In 1990, the Americans with Disabilities Act was passed to prohibit “discrimination and ensure equal opportunity and access for persons with disabilities.” As the “Closer Look” series, “Gridlocked: What’s Moving Atlanta?” continues we speak to a roundtable of local advocates for a conversation about paratransit services and the state of accessible transportation options for those with disabilities.
David Furukawa, an advocate for the visually impaired; Jordan Hall, Mobility Coordinator for Statewide Independent Living Council; and Adam Hinchliffe, Manager of Executive Affairs for the Center for the Visually Impaired; joined the show to talk about these issues.
On inclusion for all within public transit:
“On the surface, there’s always plans on paper that says we’re going to be all-inclusive for all transit customers,” Hinchliffe said. ” In reality, I think, people with disabilities, especially those people who experience different levels of vision loss, may have a very different experience when riding different modes of transit.”
“Typically when people are assessing the safety of something they’ll think about one disability or one factor, or they’ll think specifically about visual impairment or a wheelchair user,” Hall said. “There [are] some individuals with disabilities that have both those issues or more.”
“Fortunately public transportation is starting to get on board with safety and accessibility,” Furukawa said. “So, yes, I think, it’s on the move, but there’s still room for a lot more improvement.”

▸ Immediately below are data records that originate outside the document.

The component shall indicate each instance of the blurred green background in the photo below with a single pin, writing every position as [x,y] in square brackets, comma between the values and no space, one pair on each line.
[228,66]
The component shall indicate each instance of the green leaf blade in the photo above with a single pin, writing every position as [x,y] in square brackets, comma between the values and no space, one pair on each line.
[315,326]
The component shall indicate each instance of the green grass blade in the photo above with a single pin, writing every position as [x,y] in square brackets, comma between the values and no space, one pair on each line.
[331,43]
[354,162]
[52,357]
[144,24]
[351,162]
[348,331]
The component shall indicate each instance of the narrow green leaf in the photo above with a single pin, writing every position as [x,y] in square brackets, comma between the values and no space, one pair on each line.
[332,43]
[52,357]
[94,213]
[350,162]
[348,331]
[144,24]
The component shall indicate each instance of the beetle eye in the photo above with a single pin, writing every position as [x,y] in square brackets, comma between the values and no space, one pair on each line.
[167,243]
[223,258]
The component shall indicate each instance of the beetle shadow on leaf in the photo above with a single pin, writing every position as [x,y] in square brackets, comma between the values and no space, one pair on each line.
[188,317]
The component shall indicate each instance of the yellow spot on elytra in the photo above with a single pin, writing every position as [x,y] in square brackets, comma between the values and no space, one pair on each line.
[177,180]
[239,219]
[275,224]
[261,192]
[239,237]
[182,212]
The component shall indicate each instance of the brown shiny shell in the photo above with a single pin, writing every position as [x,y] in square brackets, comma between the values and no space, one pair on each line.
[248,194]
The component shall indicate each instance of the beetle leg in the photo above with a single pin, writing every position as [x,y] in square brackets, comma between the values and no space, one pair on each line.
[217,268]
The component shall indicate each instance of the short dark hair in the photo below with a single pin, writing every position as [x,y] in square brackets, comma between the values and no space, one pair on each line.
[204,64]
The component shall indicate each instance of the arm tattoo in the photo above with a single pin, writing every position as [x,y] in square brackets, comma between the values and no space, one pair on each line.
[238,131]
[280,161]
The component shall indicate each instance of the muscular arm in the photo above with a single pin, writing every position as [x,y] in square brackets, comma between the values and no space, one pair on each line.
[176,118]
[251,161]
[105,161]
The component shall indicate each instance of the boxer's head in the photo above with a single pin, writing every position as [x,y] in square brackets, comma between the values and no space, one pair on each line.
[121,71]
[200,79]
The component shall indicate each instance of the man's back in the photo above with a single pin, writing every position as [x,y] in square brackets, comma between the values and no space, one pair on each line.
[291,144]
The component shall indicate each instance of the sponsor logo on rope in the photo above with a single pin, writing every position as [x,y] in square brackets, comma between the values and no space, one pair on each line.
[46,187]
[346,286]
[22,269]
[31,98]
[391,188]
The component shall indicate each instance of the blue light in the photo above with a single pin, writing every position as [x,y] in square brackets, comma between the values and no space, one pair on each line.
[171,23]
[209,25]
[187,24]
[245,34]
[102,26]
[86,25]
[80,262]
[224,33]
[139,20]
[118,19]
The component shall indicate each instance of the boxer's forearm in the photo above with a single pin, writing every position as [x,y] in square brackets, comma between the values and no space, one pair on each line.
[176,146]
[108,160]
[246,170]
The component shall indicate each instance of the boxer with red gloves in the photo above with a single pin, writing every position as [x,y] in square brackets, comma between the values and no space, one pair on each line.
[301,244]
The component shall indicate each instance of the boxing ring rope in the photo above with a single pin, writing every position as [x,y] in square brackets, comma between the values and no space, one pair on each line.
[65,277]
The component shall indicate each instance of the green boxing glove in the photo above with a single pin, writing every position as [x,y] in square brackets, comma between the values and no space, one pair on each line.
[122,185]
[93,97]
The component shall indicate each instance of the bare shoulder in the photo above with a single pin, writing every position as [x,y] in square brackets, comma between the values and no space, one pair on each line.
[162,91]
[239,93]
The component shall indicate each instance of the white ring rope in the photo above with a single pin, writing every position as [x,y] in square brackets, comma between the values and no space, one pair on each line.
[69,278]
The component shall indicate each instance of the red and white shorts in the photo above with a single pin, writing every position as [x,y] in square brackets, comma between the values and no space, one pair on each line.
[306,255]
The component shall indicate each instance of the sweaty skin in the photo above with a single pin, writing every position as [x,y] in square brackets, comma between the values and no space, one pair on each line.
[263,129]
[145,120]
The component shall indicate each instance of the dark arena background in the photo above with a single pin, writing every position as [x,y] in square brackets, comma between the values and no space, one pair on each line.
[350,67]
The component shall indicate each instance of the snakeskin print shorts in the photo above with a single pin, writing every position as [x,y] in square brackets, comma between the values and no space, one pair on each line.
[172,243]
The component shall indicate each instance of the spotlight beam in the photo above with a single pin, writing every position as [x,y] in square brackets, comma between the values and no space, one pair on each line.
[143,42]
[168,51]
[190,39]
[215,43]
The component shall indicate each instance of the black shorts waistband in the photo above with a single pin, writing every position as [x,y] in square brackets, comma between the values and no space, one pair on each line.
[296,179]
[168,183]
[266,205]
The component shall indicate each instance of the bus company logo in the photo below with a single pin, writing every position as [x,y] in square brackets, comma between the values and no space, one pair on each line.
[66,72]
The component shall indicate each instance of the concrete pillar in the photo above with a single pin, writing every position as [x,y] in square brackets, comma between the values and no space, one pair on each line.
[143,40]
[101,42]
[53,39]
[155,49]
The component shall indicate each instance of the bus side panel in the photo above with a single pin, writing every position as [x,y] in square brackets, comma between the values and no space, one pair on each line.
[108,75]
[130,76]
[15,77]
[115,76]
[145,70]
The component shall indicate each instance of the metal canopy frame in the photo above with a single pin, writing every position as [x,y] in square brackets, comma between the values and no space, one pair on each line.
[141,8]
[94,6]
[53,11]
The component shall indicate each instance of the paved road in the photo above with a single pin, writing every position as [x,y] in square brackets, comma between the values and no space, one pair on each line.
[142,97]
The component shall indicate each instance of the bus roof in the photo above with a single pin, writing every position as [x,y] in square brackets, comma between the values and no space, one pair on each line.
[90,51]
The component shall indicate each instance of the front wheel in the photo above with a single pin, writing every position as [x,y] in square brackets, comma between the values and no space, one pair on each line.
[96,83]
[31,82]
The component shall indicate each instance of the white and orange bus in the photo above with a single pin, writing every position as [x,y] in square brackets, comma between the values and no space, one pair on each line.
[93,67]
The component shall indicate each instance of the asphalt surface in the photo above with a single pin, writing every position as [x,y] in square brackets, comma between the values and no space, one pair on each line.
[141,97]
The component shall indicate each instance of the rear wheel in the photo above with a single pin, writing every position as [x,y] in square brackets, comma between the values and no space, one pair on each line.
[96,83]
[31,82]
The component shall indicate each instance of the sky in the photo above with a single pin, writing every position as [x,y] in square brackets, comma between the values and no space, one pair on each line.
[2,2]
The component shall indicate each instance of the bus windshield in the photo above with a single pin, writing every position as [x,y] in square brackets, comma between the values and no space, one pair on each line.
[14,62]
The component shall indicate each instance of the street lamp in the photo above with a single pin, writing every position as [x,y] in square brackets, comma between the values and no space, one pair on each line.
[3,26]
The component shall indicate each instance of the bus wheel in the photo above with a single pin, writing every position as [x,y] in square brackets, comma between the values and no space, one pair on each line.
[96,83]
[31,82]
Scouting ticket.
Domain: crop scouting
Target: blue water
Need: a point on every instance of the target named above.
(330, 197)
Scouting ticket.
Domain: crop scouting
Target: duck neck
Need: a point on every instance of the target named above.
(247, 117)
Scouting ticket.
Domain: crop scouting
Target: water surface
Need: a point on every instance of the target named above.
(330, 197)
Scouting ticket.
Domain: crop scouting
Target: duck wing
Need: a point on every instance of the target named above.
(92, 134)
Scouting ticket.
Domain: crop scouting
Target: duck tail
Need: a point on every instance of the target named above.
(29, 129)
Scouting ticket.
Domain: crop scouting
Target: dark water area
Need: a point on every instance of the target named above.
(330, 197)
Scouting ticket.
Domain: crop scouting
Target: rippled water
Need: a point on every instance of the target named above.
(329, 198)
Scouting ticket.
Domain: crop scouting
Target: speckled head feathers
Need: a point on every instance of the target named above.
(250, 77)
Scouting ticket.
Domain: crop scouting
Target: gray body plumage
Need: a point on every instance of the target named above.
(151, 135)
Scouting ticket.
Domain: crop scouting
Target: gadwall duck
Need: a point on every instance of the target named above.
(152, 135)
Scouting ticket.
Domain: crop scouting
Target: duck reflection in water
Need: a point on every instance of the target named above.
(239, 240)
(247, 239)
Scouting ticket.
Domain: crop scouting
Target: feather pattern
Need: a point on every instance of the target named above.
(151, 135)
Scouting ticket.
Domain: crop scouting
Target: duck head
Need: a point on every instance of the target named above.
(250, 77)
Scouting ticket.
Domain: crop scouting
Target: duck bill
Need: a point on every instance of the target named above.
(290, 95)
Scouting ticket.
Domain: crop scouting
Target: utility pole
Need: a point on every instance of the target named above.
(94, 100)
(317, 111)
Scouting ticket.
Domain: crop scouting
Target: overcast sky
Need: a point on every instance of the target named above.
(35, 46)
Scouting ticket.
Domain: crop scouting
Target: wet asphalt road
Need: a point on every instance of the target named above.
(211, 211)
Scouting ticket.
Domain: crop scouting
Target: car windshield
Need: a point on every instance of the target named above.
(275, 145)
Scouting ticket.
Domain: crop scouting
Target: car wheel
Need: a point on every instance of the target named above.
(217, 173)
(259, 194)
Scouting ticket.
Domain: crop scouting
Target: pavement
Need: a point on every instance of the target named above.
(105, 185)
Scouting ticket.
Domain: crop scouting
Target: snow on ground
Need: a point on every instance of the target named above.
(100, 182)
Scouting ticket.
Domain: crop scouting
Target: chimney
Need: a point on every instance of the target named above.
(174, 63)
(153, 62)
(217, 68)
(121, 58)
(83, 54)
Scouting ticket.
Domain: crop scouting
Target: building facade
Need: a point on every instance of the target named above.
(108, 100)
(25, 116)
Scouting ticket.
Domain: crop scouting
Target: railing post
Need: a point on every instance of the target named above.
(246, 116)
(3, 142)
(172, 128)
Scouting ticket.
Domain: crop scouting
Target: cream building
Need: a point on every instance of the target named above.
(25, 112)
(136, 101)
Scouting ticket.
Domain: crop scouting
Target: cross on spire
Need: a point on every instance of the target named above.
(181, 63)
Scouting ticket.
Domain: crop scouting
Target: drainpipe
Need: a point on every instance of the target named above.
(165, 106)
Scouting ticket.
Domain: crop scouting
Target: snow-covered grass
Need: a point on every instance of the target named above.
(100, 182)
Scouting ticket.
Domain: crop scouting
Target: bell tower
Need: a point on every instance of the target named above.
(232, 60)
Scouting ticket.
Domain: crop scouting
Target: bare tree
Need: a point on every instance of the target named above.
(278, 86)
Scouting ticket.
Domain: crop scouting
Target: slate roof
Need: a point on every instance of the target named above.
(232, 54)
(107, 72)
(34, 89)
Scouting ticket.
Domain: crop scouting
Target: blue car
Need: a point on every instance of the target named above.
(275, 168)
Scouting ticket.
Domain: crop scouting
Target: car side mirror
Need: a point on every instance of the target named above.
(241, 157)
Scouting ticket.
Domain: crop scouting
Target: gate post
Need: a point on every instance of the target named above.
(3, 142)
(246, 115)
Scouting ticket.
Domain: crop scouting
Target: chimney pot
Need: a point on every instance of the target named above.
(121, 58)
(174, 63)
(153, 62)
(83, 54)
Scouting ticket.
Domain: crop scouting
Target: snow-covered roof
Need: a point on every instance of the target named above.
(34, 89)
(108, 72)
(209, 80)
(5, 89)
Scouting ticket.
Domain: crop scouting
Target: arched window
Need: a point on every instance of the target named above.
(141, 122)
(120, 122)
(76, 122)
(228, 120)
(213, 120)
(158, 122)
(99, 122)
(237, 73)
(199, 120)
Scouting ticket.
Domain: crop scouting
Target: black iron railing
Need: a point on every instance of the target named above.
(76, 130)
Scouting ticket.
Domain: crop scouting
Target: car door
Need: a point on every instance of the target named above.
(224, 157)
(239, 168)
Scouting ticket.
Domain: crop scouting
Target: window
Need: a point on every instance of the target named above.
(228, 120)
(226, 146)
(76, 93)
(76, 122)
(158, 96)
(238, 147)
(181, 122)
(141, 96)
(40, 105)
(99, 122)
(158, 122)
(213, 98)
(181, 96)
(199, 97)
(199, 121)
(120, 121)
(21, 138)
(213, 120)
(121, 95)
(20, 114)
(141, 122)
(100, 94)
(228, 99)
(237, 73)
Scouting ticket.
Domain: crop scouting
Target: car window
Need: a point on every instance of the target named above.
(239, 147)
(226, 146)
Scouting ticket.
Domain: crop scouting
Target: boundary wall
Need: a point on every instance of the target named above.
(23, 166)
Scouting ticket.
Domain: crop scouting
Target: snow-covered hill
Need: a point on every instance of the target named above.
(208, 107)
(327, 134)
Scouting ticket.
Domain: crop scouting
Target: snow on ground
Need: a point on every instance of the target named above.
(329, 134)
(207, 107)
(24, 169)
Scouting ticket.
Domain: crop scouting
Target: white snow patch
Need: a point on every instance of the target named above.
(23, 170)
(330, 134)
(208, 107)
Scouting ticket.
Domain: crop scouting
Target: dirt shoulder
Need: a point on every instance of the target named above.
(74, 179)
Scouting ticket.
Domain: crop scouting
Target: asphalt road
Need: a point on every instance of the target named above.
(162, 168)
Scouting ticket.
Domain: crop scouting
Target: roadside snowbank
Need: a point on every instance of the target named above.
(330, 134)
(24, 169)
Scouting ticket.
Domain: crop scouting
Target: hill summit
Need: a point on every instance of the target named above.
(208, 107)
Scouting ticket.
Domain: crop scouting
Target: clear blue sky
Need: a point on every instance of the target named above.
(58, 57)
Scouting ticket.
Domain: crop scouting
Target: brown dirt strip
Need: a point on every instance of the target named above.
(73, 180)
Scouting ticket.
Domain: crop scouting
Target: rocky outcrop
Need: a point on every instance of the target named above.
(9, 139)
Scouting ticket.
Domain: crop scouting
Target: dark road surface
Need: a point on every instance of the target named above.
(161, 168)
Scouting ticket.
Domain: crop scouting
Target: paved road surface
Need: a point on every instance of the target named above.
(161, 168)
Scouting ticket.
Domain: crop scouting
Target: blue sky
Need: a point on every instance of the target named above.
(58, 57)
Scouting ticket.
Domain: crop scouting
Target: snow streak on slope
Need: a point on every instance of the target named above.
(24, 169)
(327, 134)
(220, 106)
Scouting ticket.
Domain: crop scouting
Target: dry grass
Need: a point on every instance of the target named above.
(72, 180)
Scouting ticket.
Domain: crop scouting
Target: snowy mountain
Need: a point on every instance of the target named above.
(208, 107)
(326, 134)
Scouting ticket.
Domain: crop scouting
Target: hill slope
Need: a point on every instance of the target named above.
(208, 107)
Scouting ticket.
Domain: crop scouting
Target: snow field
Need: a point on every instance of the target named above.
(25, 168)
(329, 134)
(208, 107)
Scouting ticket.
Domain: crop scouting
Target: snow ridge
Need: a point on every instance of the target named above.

On primary modes of public transit
“I use MARTA. I use the fixed rail route, and I occasionally use paratransit,” said Hall. “The issue with paratransit is the lack of reliability. [In the past] I have booked a paratransit trip and been waiting three hours.“
“Now that I’m retired I used rideshare almost exclusively,” Furukawa said. “It’s actually very surprising how much grief I’ve gotten, in terms of denial of service, due to [my guide dog] Samson both from taxi cabs and rideshare.”
“I utilize MARTA’s fixed rail service, when the rail system doesn’t go where I need to I will utilize ridesharing,” Hinchliffe said. “I would love to begin using the fixed-route bus system, but with issues finding the bus stops it’s quite difficult, so I’m pretty limited to just using the trains right now.”